I think there are three routes to building an app:

  1. A consulting company identifies a gap in the market that they are getting paid to solve time and time again.
  2. Enabling integration to Salesforce from existing software, e.g., DocuSign.
  3. Spot a need by being active in the Salesforce ecosystem and build an app from zero.

You have two broad approaches. One, you can build many small products, each solving a specific problem and charging a low amount. This is a volume-driven model that focuses on solving issues found in the idea exchange. However, each product requires a security review, billing system, customer support, and a marketing strategy. So, you need to be efficient if you choose this route.

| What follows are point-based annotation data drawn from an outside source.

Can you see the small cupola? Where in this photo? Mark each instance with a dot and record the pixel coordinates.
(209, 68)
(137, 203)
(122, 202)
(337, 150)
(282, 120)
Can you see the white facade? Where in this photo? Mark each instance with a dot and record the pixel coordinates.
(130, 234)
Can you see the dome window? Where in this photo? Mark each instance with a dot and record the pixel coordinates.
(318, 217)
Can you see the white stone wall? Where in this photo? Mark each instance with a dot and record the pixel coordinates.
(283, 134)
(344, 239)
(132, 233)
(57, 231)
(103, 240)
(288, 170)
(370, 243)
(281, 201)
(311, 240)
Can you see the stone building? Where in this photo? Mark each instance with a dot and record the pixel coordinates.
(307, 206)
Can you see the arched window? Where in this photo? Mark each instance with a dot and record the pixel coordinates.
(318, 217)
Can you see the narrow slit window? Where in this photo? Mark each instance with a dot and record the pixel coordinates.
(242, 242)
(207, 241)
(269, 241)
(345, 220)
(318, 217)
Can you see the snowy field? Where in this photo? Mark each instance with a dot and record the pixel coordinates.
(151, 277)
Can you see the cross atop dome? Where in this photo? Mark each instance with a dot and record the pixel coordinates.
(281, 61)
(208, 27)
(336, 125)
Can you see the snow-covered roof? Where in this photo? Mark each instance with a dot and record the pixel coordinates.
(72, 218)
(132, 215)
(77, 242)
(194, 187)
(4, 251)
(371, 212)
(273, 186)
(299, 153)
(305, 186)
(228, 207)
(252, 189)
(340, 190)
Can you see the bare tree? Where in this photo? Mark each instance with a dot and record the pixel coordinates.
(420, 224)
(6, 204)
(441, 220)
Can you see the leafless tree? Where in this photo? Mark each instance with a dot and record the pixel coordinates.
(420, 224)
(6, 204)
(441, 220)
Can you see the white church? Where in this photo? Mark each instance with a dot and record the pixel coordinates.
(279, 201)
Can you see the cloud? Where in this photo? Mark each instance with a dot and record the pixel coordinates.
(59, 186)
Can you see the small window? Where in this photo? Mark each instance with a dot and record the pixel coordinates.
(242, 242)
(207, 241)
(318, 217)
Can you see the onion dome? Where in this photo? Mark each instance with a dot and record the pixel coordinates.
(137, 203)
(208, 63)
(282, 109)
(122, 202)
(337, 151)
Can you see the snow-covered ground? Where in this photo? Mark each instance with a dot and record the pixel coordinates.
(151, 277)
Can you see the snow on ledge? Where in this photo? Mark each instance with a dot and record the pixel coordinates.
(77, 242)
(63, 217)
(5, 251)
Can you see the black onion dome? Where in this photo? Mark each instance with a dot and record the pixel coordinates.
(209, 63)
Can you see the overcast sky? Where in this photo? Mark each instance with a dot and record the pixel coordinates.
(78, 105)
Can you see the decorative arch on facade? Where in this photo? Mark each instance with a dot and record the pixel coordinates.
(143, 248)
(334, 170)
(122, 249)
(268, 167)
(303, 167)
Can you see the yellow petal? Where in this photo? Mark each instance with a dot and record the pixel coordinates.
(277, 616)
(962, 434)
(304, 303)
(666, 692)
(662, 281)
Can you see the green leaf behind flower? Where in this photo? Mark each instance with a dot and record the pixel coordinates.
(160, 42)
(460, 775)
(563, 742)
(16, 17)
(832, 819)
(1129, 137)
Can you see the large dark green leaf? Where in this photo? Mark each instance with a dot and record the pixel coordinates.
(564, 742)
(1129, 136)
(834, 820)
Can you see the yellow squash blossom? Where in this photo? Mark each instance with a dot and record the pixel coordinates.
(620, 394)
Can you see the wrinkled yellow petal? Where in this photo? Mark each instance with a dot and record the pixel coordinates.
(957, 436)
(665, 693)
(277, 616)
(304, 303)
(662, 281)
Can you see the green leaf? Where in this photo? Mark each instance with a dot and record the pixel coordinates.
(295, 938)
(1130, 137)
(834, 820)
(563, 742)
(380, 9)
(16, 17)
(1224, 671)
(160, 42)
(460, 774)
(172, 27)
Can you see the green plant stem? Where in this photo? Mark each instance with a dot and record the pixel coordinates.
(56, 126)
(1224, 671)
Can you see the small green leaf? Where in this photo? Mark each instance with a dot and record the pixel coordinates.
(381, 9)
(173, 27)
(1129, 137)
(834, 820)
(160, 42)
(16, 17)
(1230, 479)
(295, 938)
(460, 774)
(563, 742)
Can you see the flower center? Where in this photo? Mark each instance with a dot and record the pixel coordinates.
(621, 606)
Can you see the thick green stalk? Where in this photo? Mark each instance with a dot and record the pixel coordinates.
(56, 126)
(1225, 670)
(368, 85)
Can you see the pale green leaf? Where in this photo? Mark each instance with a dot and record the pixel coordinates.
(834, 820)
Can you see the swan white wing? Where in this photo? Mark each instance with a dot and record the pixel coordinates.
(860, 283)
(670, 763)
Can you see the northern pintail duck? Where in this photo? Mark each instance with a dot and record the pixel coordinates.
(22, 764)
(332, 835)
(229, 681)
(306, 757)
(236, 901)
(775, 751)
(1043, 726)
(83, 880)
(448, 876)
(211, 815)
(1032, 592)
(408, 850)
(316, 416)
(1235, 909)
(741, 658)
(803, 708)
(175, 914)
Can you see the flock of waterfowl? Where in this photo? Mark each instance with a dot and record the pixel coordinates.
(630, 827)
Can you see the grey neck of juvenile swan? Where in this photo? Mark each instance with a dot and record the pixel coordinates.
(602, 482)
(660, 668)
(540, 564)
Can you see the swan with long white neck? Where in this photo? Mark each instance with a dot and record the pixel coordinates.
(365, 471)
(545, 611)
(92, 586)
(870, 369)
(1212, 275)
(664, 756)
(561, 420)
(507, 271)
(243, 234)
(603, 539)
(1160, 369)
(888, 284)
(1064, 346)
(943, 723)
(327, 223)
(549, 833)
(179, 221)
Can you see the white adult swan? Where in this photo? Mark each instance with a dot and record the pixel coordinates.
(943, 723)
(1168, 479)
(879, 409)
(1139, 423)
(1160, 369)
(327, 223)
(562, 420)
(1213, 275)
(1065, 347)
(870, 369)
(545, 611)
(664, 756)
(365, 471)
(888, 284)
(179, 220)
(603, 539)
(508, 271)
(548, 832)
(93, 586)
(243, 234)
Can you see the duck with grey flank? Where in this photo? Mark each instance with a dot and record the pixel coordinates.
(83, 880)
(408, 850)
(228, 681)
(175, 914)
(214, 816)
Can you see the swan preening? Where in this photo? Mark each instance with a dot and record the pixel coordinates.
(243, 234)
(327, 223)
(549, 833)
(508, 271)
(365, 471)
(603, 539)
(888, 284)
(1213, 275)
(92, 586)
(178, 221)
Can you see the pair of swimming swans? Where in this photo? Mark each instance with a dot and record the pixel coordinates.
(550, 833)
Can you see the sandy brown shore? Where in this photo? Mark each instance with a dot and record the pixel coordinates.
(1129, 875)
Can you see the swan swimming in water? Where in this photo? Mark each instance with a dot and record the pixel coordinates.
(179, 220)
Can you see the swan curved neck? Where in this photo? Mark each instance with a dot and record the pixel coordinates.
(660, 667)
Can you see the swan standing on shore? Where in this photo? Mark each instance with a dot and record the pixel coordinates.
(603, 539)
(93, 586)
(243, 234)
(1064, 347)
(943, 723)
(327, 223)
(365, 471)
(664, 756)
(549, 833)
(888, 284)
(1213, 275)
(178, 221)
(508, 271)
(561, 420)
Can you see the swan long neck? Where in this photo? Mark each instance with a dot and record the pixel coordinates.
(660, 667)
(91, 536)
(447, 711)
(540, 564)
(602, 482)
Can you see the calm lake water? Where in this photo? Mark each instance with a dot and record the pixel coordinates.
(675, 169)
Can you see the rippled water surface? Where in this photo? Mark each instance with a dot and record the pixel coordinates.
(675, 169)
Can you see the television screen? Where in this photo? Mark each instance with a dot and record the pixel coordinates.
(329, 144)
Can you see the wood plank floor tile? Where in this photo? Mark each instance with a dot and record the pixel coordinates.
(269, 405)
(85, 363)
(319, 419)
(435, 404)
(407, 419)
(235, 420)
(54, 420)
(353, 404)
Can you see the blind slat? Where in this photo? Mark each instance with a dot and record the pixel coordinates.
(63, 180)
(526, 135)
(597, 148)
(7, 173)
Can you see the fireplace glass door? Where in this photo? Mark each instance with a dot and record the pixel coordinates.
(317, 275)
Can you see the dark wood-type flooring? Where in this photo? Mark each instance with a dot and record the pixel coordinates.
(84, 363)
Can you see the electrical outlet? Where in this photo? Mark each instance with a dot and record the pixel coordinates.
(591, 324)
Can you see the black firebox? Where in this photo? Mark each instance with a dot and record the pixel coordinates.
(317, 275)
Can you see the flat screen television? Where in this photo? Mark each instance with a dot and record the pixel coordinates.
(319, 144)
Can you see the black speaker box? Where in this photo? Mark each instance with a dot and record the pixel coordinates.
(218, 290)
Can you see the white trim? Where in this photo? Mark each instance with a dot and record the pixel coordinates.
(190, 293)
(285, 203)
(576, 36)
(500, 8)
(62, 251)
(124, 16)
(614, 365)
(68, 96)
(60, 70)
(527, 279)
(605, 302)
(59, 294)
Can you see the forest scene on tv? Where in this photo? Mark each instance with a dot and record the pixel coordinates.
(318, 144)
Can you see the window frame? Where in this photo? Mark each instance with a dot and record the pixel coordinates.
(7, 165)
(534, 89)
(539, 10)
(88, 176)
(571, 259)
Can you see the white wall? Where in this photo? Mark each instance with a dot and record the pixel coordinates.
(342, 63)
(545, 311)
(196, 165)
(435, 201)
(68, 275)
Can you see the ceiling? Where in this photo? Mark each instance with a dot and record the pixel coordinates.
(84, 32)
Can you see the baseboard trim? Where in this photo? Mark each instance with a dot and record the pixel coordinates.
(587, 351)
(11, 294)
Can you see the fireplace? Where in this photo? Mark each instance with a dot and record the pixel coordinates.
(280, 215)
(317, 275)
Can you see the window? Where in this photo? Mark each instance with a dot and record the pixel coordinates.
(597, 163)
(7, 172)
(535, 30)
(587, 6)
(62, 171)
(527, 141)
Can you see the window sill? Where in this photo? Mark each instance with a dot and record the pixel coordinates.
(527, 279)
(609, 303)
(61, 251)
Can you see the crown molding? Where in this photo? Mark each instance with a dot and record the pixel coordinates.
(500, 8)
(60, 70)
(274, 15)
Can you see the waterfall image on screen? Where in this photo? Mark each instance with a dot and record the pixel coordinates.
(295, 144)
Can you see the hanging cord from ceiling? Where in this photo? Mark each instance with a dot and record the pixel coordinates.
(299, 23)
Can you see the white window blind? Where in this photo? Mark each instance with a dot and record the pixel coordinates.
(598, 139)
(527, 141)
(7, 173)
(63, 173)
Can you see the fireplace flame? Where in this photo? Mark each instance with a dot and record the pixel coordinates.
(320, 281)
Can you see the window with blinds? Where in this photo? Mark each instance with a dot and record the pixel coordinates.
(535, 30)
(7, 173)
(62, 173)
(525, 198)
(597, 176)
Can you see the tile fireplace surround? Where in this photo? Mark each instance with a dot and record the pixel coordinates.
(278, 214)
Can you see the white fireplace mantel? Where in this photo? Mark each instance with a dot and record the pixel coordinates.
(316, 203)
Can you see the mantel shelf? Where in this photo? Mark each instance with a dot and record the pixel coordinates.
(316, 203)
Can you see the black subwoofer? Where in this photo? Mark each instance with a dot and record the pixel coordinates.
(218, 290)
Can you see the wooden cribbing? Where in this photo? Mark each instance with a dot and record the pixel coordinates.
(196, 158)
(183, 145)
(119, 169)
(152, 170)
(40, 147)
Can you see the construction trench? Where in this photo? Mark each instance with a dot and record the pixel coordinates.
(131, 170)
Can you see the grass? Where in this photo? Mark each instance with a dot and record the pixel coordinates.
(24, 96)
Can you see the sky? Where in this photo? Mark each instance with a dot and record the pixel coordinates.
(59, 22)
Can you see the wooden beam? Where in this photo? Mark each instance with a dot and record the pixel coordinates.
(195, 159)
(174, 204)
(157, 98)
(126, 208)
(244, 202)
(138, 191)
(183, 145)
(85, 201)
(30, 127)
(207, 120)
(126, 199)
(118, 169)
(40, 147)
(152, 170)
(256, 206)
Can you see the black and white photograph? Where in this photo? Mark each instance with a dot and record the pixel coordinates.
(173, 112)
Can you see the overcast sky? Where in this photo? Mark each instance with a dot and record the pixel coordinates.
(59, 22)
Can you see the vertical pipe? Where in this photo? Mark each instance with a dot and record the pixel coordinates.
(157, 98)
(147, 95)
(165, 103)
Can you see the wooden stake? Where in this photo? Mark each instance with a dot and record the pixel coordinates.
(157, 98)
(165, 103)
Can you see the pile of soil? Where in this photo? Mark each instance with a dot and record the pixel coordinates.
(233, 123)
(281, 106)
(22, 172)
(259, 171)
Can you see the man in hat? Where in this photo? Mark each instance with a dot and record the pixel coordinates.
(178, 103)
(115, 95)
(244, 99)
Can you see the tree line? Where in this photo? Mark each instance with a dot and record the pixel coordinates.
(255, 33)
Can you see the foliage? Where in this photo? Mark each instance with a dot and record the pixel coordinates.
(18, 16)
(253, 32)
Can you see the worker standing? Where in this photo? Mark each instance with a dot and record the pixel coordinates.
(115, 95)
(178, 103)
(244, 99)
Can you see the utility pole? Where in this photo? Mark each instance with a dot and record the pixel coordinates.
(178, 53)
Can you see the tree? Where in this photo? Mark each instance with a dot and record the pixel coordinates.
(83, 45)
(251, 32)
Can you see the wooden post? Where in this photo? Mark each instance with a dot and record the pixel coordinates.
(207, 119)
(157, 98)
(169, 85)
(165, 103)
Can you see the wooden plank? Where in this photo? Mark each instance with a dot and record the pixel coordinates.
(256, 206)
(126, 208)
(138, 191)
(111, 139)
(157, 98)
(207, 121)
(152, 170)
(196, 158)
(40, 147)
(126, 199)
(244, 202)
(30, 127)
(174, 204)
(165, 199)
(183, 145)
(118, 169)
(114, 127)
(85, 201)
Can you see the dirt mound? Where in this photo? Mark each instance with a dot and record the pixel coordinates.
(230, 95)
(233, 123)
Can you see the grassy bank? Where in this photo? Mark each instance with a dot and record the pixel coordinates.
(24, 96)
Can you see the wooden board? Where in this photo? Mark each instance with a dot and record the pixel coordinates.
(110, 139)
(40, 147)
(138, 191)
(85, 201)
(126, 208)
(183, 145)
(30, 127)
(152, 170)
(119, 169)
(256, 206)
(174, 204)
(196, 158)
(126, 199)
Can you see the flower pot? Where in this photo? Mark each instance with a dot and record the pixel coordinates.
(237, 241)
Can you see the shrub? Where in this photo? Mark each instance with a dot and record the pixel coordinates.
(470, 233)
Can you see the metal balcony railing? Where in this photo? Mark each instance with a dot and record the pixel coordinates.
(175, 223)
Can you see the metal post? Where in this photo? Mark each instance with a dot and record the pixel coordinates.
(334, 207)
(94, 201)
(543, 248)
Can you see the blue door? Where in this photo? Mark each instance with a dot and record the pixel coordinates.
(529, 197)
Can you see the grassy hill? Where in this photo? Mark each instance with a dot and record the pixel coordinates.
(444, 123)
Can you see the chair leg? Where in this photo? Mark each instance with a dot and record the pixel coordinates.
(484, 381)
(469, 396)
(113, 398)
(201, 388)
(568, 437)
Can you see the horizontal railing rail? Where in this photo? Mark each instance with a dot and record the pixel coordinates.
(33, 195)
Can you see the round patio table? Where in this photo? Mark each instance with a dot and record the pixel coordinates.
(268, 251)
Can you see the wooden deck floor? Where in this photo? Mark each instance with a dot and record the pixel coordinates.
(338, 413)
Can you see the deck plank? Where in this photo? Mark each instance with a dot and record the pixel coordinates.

The alternative is to tackle one major problem that could serve as a barrier to entry for competitors. For example, building a competitor to StoreConnect now would take years and millions of dollars. The idea itself is less critical than the execution.

Final Advice

If you’re considering becoming an ISV for the passive income, you might not fully understand the business. There’s nothing passive about being an ISV; in fact, it’s more demanding than consulting by orders of magnitude, especially if you’re operating within Salesforce. If you’ve never run a software business before, starting on Salesforce isn’t recommended. I had already built and sold three other SaaS businesses, so I had a foundational understanding of the industry. Even then, the transition was challenging.

For those searching for an ISV business idea, the key is industry experience. Gather insights, become an expert, and then pitch your idea to clients to gauge interest. Even if they say they would have been interested six months ago, that’s still a positive indicator of market need.

Solve a problem. If you’re starting a business, you’re in for late nights, long hours, difficult problems and significant financial risk. There will be sacrifices. So don’t do it unless you’re exceptionally passionate about building it to solve a problem that you deeply care about and want to solve.

My dad said that as a founder and a business owner, you have complete and utter freedom to choose which 80 hours a week you will work. It’s true at 2 am on Sunday morning, while you’re trying to fix an issue for a client, you need to have a lot of reserve on why you are doing it. You can’t expect your staff to do it. So you have to be willing to take full responsibility. What do you do? You solve it. And if that takes you 200 hours of work, it takes you 200 hours of work. You better start now.